Office365 How to prevent users from permanently deleting email AKA litigation hold
If you ever need to stop a user from deleting or tampering with emails for one reason or another then you need litigation hold. This is an Exchange online feature which prevents emails from being permanently deleted from the server and can be retrieved if required by anyone with the correct permissions.
This could be a feature you want to enable by default for all of your users mailbox. Its not a substitute for user friendly email archiving but being able to retrieve deleted emails from mailboxes is certainly a useful insurance policy.
To utilise litigation hold you require a plan which includes Exchange online plan 2 and it requires enabling on a per mailbox basis or get Office 365 Enterprise.
Log into the admin center and navigate to Users -> Active users -> highlight the mailbox and click Edit Exchange properties.
The Exchange properties for the mailbox opens, click on mailbox features then click Enable for Litigation hold.
You can specify how long the mailbox will be held on litigation hold and you can also specify a notification message which displays to the user with a url to your companies litigation explanation web page. Here I leave all of the options blank which sets the mailbox into a permanent litigation hold state.
Once you save the settings you will be warned that the setting will apply within 60 minutes, so don’t delete anything as a test just yet!
Ok, so the mailbox is on litigation hold lets test it out!
Here I send an email to someone.
Next I delete the email from my sent items folder.
And now because I’m really sneaky and trying to cover my tracks I purge the email from the server which under normal circumstances would delete the email permanently.
Lets confirm and purge the email I sent so no one can retrieve it.
So now we’ve covered our tracks how can we search for and retrieve that email? Because the mailbox is on litigation hold the email doesn’t really get deleted, even if the user purges it from the server!
The next step is to search for and retrieve the email. For this you need to open up the Security and Compliance centre.
Click on Permissions and edit the eDiscovery Manager permission.
Add any users who you want to be able to search mailboxes as an eDiscovery Manger. For convenience I add my cloudadmin account as an eDiscovery Administrator.
Now lets start searching! Navigate to Search & investigation then Content search and click on the plus symbol.

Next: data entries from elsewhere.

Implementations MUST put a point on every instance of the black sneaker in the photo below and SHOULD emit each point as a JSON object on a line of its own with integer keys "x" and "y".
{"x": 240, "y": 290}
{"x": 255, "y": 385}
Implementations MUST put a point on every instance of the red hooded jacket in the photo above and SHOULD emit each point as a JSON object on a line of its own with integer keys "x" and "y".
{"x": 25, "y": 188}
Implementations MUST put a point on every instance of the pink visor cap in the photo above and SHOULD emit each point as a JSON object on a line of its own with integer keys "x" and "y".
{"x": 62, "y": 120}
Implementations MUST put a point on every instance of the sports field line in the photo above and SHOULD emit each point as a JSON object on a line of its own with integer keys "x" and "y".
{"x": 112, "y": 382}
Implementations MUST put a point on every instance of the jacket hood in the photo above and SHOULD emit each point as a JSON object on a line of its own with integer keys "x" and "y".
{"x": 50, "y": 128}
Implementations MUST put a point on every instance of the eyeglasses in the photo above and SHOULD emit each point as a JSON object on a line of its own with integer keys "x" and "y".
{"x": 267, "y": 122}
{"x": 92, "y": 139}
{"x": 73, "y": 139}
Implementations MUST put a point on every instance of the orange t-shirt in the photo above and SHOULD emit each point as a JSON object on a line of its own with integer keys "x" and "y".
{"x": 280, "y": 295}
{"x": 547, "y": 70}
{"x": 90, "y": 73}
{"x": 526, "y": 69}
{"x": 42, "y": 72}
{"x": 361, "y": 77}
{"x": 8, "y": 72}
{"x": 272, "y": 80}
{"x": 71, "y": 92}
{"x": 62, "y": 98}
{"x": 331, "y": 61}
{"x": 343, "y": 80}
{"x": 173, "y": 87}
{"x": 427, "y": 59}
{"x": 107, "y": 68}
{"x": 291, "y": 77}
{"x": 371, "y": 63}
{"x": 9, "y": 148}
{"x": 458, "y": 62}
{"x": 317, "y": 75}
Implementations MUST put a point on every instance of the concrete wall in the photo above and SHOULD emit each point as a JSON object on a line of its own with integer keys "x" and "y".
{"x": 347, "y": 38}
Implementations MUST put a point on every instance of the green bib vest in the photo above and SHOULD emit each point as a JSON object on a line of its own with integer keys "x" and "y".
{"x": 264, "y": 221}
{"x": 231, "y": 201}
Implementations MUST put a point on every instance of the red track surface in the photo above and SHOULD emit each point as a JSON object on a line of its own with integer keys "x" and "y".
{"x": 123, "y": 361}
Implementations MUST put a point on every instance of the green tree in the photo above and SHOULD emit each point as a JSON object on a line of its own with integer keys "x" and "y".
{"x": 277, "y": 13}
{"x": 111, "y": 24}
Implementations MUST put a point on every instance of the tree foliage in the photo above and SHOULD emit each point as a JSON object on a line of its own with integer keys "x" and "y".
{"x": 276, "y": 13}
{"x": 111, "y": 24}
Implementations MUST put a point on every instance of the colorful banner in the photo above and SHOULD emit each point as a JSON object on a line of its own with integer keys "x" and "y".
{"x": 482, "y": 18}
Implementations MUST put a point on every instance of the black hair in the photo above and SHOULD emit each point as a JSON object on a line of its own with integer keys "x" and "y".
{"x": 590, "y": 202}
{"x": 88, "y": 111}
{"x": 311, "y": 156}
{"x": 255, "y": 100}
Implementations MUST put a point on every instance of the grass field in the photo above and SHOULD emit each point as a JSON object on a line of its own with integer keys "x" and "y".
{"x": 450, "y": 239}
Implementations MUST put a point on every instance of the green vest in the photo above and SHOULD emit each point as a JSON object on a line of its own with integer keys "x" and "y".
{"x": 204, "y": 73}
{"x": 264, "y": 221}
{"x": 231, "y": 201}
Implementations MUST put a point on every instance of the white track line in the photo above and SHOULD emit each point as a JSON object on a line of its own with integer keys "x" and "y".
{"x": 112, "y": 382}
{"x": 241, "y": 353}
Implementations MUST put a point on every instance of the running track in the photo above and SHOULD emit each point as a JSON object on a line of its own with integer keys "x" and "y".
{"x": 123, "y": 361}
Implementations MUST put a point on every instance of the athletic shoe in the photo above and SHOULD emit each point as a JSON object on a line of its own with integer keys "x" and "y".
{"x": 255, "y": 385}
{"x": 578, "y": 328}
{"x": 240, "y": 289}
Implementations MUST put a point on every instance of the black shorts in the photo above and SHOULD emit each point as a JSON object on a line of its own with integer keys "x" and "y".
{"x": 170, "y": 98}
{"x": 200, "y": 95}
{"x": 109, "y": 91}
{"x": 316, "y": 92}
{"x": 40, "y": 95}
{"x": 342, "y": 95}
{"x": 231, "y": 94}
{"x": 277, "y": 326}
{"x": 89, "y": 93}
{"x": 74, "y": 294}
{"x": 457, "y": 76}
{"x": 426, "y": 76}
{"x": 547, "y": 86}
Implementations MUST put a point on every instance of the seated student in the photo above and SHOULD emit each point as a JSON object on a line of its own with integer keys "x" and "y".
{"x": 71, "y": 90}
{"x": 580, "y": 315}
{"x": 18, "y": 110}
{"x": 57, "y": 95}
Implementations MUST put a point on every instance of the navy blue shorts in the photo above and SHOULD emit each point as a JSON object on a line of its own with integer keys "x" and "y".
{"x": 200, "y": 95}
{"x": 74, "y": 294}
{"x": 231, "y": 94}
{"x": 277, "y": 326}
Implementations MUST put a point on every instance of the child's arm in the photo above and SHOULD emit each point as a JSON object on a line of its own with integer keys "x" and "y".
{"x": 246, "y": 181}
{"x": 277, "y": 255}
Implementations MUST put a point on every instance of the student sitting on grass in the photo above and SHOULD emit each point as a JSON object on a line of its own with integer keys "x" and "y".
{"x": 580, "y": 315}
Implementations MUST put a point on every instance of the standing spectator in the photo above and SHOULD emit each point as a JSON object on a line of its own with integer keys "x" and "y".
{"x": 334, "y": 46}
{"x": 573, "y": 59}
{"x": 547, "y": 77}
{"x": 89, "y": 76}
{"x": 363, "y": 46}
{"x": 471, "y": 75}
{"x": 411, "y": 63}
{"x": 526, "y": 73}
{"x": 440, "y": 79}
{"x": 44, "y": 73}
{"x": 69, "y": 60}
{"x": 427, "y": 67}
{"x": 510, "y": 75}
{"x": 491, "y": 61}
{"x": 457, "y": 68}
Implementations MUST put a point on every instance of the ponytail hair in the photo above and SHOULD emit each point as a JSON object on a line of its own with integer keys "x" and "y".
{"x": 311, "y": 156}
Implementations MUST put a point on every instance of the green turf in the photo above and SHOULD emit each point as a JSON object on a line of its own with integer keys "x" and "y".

Create a new search specifying the mailbox or search everything if you wish.
Next specify your search parameters, here I search for emails containing specific text where the sender matches my email address.
Clicking Search will being the search process which could take a few seconds to a few hours depending on your search parameters. When the search completes click on Preview search results to see a list of emails matching the search query.
In this example we find the email we sent earlier and deleted! it’s still on the server and you can even click Download Original Item and download the email as a .eml file.
Litigation hold is a great way to protect your business when you suspect employees doing wrong or if they are about to be fired. Why not enable the feature on all mailboxes and prevent users from permanently deleting email.